MONTRÉAL — Le Canadien de Montréal menait 3-2 contre les Sabres de Buffalo après le premier tiers du match 6, samedi soir au Bell Centre, et il n’était plus qu’à 40 minutes d’une place en finale de l’Association de l’Est. Le tiers initial a commencé à toute vitesse, s’est emballé en moins de deux minutes, puis a basculé d’un bout à l’autre avec cinq buts avant la première pause.

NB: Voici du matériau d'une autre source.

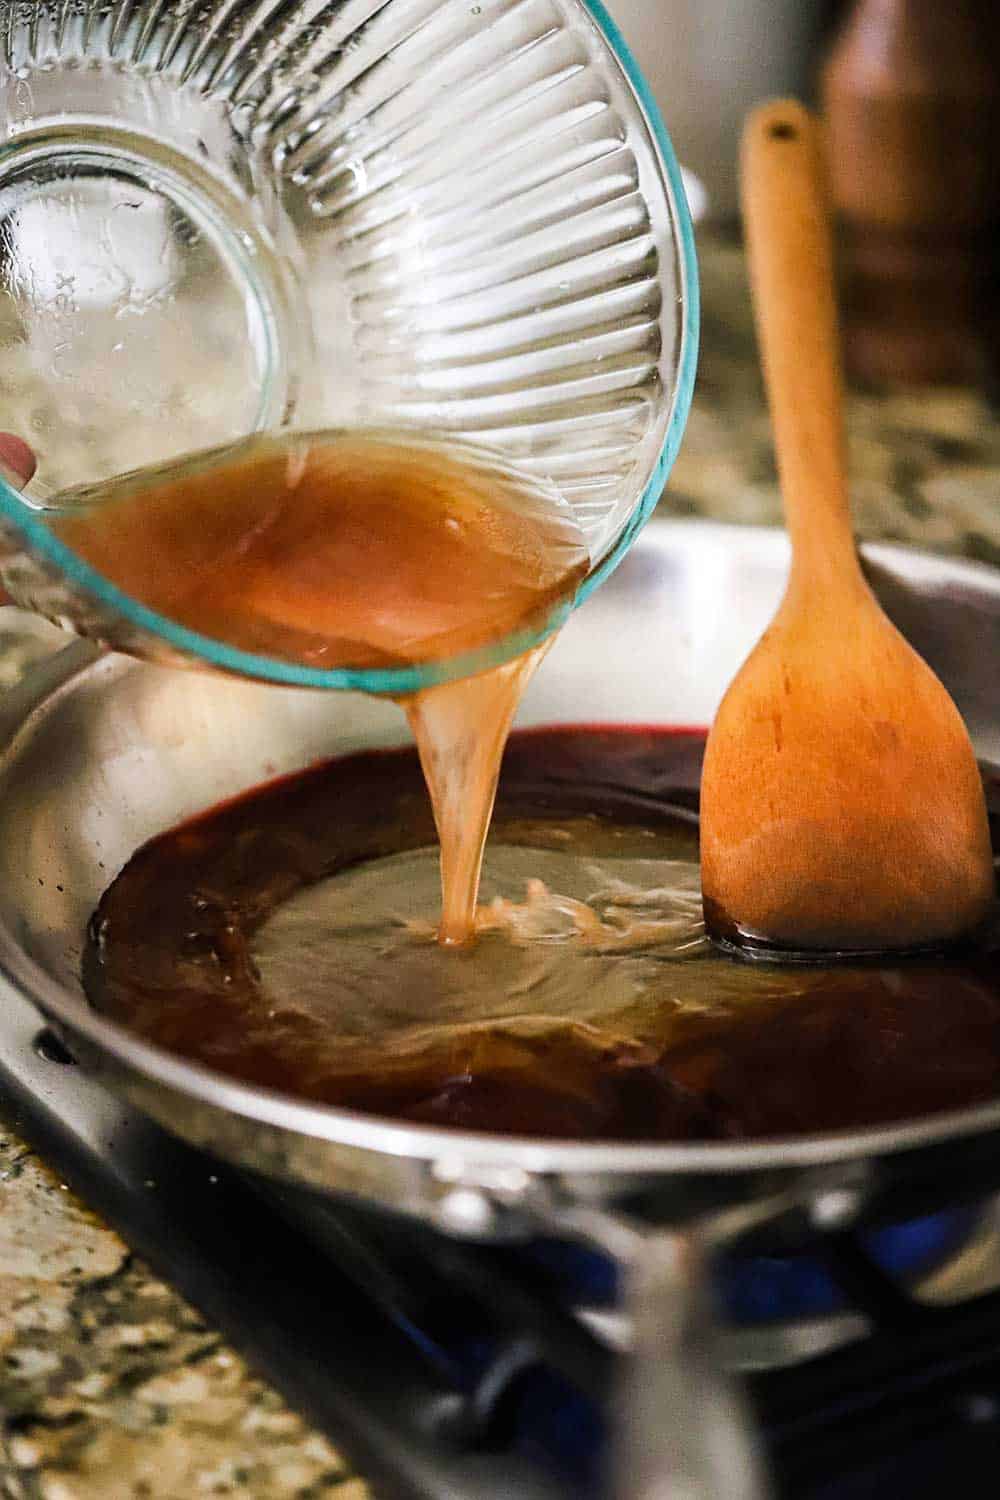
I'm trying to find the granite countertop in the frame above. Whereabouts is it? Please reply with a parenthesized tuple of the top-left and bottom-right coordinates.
(672, 234, 1000, 564)
(1, 229, 1000, 1499)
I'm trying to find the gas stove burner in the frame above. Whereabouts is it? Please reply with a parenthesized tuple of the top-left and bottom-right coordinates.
(504, 1205, 986, 1328)
(10, 1002, 1000, 1499)
(720, 1210, 982, 1326)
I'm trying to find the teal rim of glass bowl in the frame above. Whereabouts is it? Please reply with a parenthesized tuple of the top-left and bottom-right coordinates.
(0, 1, 699, 696)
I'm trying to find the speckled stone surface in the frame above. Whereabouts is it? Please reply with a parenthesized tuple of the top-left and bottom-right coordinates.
(0, 228, 999, 1497)
(666, 232, 1000, 563)
(0, 1135, 358, 1499)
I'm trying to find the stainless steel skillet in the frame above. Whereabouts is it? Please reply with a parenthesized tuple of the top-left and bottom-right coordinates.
(0, 518, 998, 1498)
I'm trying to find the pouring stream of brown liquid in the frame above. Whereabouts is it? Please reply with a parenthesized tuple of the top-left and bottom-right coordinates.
(52, 431, 589, 943)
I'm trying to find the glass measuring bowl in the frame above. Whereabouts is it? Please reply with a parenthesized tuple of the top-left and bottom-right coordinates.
(0, 0, 698, 691)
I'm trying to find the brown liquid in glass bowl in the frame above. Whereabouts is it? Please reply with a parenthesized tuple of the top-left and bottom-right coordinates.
(84, 729, 1000, 1141)
(52, 431, 591, 946)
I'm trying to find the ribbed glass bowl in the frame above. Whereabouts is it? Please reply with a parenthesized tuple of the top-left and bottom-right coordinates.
(0, 0, 697, 690)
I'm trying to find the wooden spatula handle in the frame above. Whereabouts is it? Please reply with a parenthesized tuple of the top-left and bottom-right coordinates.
(741, 101, 855, 579)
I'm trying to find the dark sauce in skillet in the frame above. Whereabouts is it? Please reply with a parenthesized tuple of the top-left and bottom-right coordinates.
(83, 728, 1000, 1141)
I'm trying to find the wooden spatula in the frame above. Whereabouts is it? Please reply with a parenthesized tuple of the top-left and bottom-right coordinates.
(699, 100, 994, 957)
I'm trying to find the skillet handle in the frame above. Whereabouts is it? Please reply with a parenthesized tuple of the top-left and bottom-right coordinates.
(619, 1226, 770, 1500)
(552, 1206, 771, 1500)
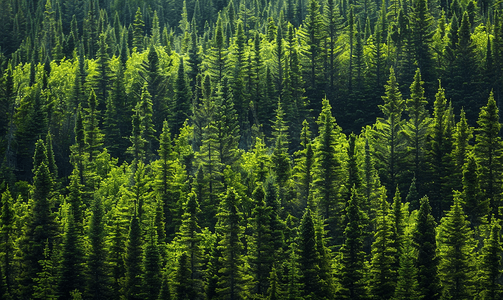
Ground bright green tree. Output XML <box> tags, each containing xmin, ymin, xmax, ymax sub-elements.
<box><xmin>369</xmin><ymin>190</ymin><xmax>397</xmax><ymax>300</ymax></box>
<box><xmin>373</xmin><ymin>67</ymin><xmax>406</xmax><ymax>197</ymax></box>
<box><xmin>437</xmin><ymin>194</ymin><xmax>476</xmax><ymax>300</ymax></box>
<box><xmin>125</xmin><ymin>215</ymin><xmax>143</xmax><ymax>300</ymax></box>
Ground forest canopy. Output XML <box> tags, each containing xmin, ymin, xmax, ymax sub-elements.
<box><xmin>0</xmin><ymin>0</ymin><xmax>503</xmax><ymax>299</ymax></box>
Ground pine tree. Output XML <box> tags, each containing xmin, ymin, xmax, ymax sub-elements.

Rasmus Dahlin a frappé le premier, à 31 secondes seulement du coup d’envoi, sur le premier tir des Sabres. Jakub Dobes était dans le filet de Montréal à ce moment-là. Arber Xhekaj a ensuite ramené les siens à égalité un peu plus d’une minute plus tard, avant qu’Ivan Demidov ne donne l’avance aux Canadiens en avantage numérique, son deuxième but des séries. Jake Evans a suivi deux minutes plus tard avec un but en infériorité numérique contre Alex Lyon, portant la marque à 3-1.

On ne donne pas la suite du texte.